Businesses operating across the U.S. should pay close attention to the rapidly evolving consumer privacy landscape. To date, 20 states, including Oregon, have enacted comprehensive consumer privacy laws, with 14 already in effect and six more set to take effect later this year and on January 1, 2026. Compliance can be particularly challenging, as each law contains unique provisions and requirements, often compelling businesses to tailor disclosures to meet the specific demands of each statute.
Recent information released by the Oregon Attorney General offers a good example of the importance of compliance. Oregon’s consumer privacy law, the Oregon Consumer Protection Act (OCPA), took effect on July 1, 2024. In March 2025, just six months after the launch of OCPA, the Oregon Attorney General released a report summarizing 110 complaints received from consumers about OCPA violations.
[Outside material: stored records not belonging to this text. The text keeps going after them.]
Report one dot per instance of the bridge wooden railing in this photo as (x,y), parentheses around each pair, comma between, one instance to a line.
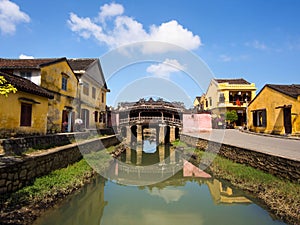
(150,119)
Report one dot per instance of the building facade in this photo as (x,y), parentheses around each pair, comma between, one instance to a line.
(92,92)
(225,95)
(276,110)
(78,87)
(56,76)
(24,112)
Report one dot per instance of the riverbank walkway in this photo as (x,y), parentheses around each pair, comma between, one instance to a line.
(273,145)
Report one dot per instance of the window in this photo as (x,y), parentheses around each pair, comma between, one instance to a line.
(102,97)
(259,118)
(221,98)
(96,116)
(26,75)
(86,88)
(93,92)
(64,83)
(26,111)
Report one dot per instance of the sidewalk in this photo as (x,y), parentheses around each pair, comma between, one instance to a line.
(285,147)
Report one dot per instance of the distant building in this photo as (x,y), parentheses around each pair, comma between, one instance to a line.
(225,95)
(199,103)
(276,110)
(23,112)
(91,93)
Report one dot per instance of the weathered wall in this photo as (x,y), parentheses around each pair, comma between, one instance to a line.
(275,165)
(51,79)
(18,172)
(10,112)
(17,146)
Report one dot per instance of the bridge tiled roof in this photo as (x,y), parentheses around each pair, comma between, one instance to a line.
(232,81)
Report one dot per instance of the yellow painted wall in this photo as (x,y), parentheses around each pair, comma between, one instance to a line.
(93,104)
(10,112)
(51,79)
(269,99)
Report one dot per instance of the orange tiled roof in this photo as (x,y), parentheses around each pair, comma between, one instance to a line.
(25,85)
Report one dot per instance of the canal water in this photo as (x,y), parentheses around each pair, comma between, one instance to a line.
(182,198)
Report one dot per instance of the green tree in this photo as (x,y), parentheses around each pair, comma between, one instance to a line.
(5,87)
(231,116)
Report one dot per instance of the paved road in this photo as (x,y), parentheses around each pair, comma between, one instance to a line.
(284,147)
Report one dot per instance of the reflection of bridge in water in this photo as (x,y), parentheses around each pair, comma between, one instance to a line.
(163,117)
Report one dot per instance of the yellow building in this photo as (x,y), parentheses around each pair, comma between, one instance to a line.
(91,93)
(23,112)
(56,76)
(225,95)
(276,110)
(199,103)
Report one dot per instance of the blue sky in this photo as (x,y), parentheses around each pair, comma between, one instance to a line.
(256,40)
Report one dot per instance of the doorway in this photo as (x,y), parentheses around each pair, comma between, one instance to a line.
(287,117)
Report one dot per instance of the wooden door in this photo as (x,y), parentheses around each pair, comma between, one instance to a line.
(287,120)
(64,121)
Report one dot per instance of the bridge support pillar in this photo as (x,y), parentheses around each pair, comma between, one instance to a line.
(162,133)
(139,134)
(172,155)
(128,135)
(139,154)
(161,151)
(172,133)
(128,155)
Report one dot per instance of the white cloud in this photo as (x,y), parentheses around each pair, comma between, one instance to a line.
(165,68)
(257,45)
(10,16)
(225,58)
(127,30)
(110,10)
(22,56)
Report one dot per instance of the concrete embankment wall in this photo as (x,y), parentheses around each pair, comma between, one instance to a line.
(17,146)
(17,172)
(276,165)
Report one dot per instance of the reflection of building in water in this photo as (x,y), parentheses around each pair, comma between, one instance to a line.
(84,208)
(221,194)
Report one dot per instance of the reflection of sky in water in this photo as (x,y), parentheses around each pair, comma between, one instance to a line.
(149,147)
(168,194)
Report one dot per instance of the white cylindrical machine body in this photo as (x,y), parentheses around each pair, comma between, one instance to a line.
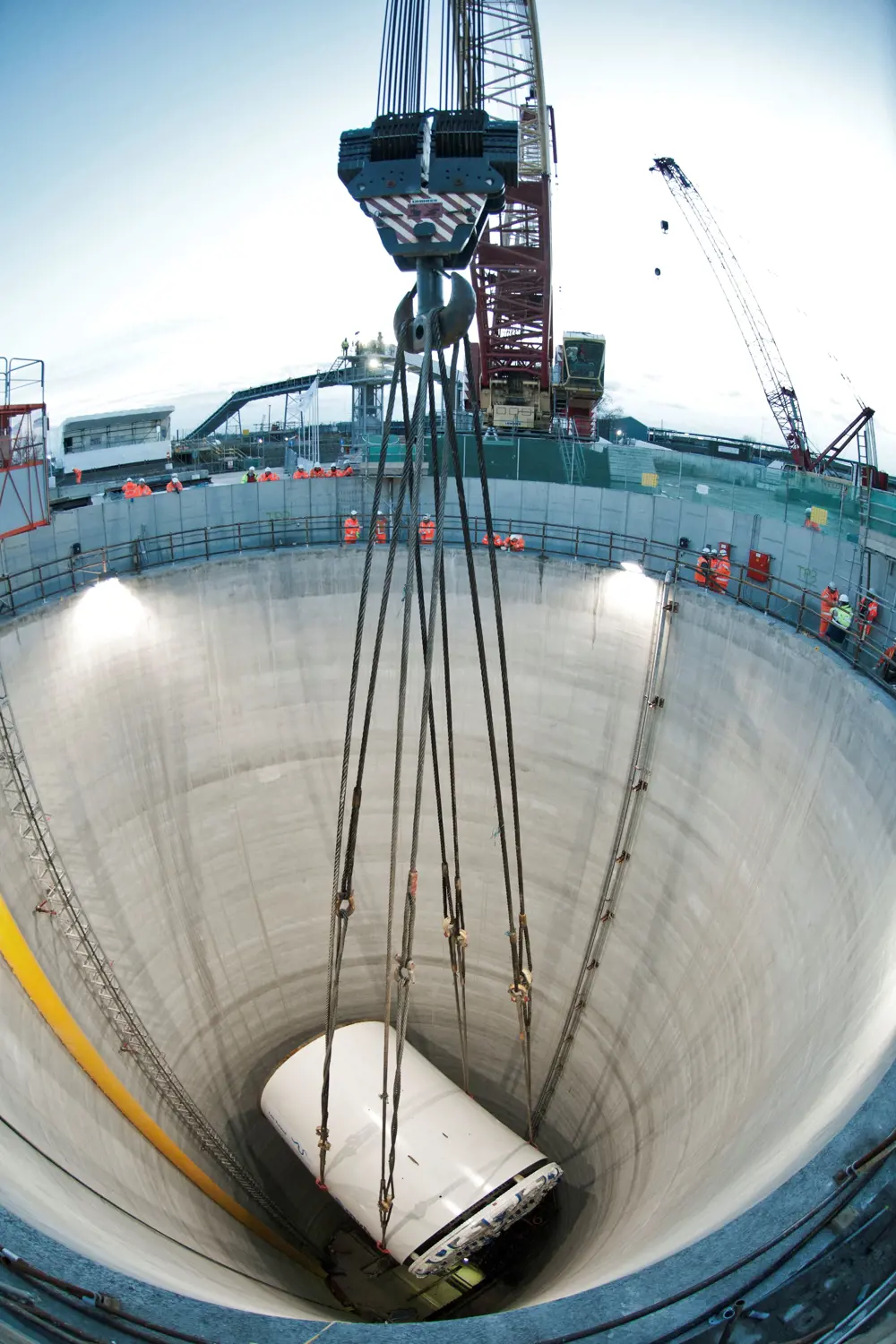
(461,1176)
Businesses failed to comply with OCPA for the following reasons:
- Incomplete Privacy Notices: Many businesses fail to include all required disclosures within their privacy policies, leading to compliance failures.
- Confusing or Unclear Privacy Notices: Privacy policies must clearly outline the rights consumers have in each state where the business operates.
- Failure to Provide a Clear Opt-Out Mechanism: Some companies make it difficult for consumers to exercise their rights by requiring excessive authentication or failing to provide conspicuous opt-out links.
As consumer privacy laws continue to expand, companies must ensure they are compliant with various state-specific requirements to avoid regulatory scrutiny and penalties. Even if a business intends to comply, privacy notices that lack required disclosures or present overly complex processes for exercising privacy rights may still be deemed noncompliant.
Key Privacy Law Requirements: While the details of each state law vary, most contain core principles that businesses must address, including:
- Consumer Privacy Rights: States grant consumers rights such as the right to access, correction, deletion, and the ability to opt out of targeted advertising and data sales.
- Notice: Businesses must publish a privacy notice that informs consumers of the types of personal data that is collected, how the business uses the data, whether the business shares the data with third parties, and how individuals can exercise their consumer privacy rights.
- Responding to Consumer Requests: Businesses must establish clear, timely procedures for handling consumer privacy rights requests.
- Implementing Security Measures: Businesses must take reasonable steps to protect personal data from unauthorized access, use, and disclosure.
Failure to Comply Can Result in Significant Penalties: Noncompliance with state privacy laws can lead to serious consequences. Most enforcement actions arise from consumer complaints to the governing body, prompting investigations and potential fines. State attorneys general and privacy regulators take these issues seriously, and penalties for violations can be substantial. Businesses that fail to comply may face civil penalties per violation, reputational harm, and operational disruptions.